I started my own business just before I got pregnant and I remember telling my business partner I would be back at work 3 weeks after the baby was born. Looking back at that time, I realise I was a little delusional. Even though I ran my business from home, there was no way I was ready to go back to work - I was sleep deprived and trying to juggle too many balls. So I would say, unless you have a full time nanny, give yourself a minimum of 6 months off, and if you can 12 months. For me it's now 12 years on and I still can't fit into my pre-baby office suits.
The company I work for has a generous maternity leave package so I was able to take a full 12 months off before returning to work. It would have been possible to go back earlier but I think younger than 6 months would be tough on the child (and mummy too!)
For some people it isn't a question of choice; financially they might have to go back to work sooner than they wished. I think most mums would love the time off with their kids but it's not always possible. I took a year off with my first son and this was just an amazing time and I loved every minute of it and count myself lucky that I was able to do this.

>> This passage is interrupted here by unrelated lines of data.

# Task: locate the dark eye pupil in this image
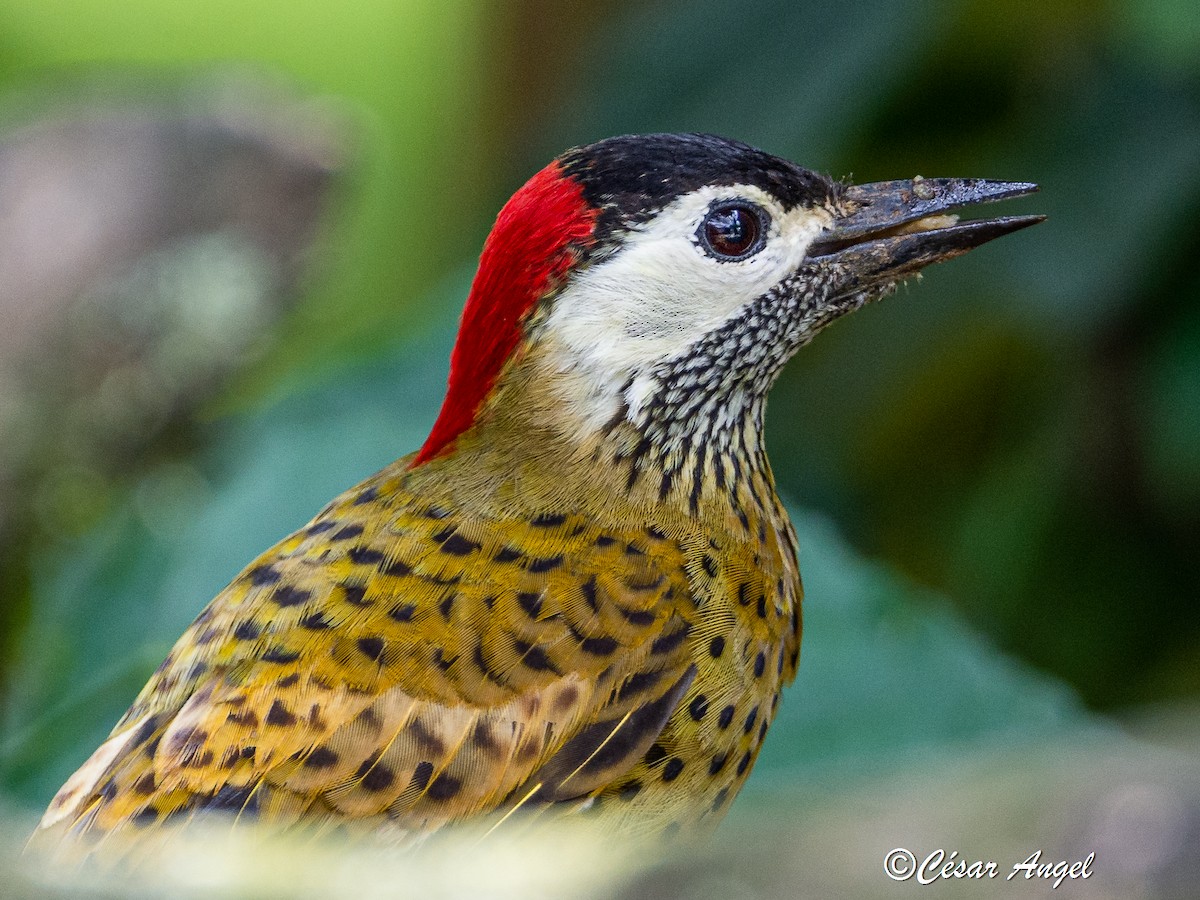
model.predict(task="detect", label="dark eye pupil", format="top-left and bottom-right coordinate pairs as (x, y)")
top-left (702, 206), bottom-right (761, 259)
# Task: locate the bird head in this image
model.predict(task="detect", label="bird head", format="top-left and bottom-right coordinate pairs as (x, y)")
top-left (412, 134), bottom-right (1040, 466)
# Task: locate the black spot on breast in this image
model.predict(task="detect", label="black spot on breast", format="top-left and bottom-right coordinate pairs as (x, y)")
top-left (304, 746), bottom-right (340, 769)
top-left (207, 785), bottom-right (258, 815)
top-left (517, 592), bottom-right (541, 619)
top-left (712, 787), bottom-right (730, 812)
top-left (526, 556), bottom-right (563, 574)
top-left (358, 637), bottom-right (383, 662)
top-left (300, 610), bottom-right (332, 631)
top-left (708, 751), bottom-right (730, 775)
top-left (433, 528), bottom-right (480, 557)
top-left (388, 604), bottom-right (416, 622)
top-left (266, 700), bottom-right (296, 727)
top-left (716, 703), bottom-right (737, 728)
top-left (347, 545), bottom-right (383, 565)
top-left (247, 563), bottom-right (280, 584)
top-left (342, 584), bottom-right (371, 606)
top-left (329, 524), bottom-right (362, 541)
top-left (580, 575), bottom-right (600, 612)
top-left (738, 750), bottom-right (750, 775)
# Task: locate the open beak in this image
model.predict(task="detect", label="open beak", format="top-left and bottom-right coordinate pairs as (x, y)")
top-left (809, 178), bottom-right (1045, 296)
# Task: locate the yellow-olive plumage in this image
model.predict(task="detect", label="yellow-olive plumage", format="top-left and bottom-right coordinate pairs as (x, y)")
top-left (37, 128), bottom-right (1036, 847)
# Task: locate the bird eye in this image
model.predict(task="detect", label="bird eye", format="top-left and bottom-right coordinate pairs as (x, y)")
top-left (697, 200), bottom-right (767, 262)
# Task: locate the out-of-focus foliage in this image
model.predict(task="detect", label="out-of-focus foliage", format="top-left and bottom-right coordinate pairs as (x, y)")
top-left (0, 0), bottom-right (1200, 896)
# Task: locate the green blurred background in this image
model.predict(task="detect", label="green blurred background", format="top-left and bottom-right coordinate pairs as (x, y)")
top-left (0, 0), bottom-right (1200, 895)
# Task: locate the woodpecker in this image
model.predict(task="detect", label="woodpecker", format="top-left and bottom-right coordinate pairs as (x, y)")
top-left (35, 134), bottom-right (1040, 859)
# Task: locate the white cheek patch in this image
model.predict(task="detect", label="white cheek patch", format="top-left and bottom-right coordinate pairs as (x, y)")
top-left (545, 185), bottom-right (830, 432)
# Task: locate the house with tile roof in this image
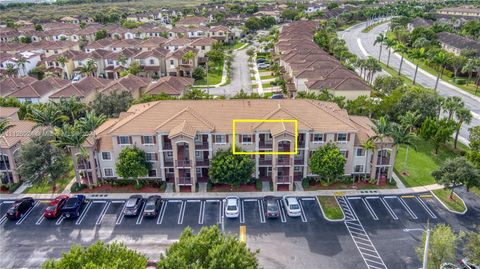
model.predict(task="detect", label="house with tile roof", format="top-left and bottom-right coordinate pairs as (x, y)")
top-left (77, 98), bottom-right (396, 192)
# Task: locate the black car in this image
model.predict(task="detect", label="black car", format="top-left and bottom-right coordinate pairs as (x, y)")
top-left (143, 195), bottom-right (162, 217)
top-left (61, 194), bottom-right (86, 219)
top-left (263, 196), bottom-right (280, 218)
top-left (123, 195), bottom-right (143, 216)
top-left (6, 197), bottom-right (35, 220)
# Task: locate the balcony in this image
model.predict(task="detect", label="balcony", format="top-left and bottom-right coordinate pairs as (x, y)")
top-left (258, 158), bottom-right (272, 165)
top-left (195, 142), bottom-right (208, 149)
top-left (277, 157), bottom-right (290, 165)
top-left (175, 160), bottom-right (191, 168)
top-left (178, 177), bottom-right (192, 186)
top-left (195, 159), bottom-right (210, 166)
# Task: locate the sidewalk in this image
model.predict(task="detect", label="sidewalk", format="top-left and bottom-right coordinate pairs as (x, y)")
top-left (0, 184), bottom-right (443, 200)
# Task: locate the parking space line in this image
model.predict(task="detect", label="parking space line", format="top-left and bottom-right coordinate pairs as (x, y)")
top-left (75, 202), bottom-right (93, 225)
top-left (157, 201), bottom-right (168, 224)
top-left (198, 201), bottom-right (205, 225)
top-left (16, 201), bottom-right (40, 225)
top-left (257, 199), bottom-right (266, 223)
top-left (95, 202), bottom-right (112, 225)
top-left (112, 202), bottom-right (127, 225)
top-left (362, 199), bottom-right (378, 220)
top-left (380, 196), bottom-right (398, 220)
top-left (277, 200), bottom-right (287, 222)
top-left (297, 199), bottom-right (308, 222)
top-left (397, 197), bottom-right (418, 219)
top-left (177, 201), bottom-right (187, 224)
top-left (415, 196), bottom-right (437, 219)
top-left (135, 201), bottom-right (147, 225)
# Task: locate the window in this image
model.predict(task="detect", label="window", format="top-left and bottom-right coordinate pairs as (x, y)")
top-left (354, 164), bottom-right (363, 173)
top-left (145, 152), bottom-right (157, 162)
top-left (337, 133), bottom-right (347, 142)
top-left (215, 135), bottom-right (227, 144)
top-left (103, 168), bottom-right (113, 177)
top-left (313, 134), bottom-right (324, 143)
top-left (118, 136), bottom-right (131, 145)
top-left (142, 135), bottom-right (155, 145)
top-left (102, 151), bottom-right (112, 160)
top-left (148, 169), bottom-right (157, 177)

How long to wait is a very individual choice. Personally I have stayed home with my kids for four and I half years so far, but it would have been different if I'd had a job to go back to and been on maternity leave. I think I would have been pretty sad to leave my little ones before they were at least 18 months old, since that's about the age that when you leave they can comfort themselves by imagining you coming back, and it made it easier to continue breastfeeding. However, I realise staying home that long isn't an option that's open to everyone. If you have to go back to work after a few weeks or months, or you just want to that's up to you.
I'm male, so I wasn't allowed to take time off to start a family, unless I resigned. My wife had a choice though, thank goodness. It is also good to see the law has now changed in that respect, even if practices and discrimination against men hasn't.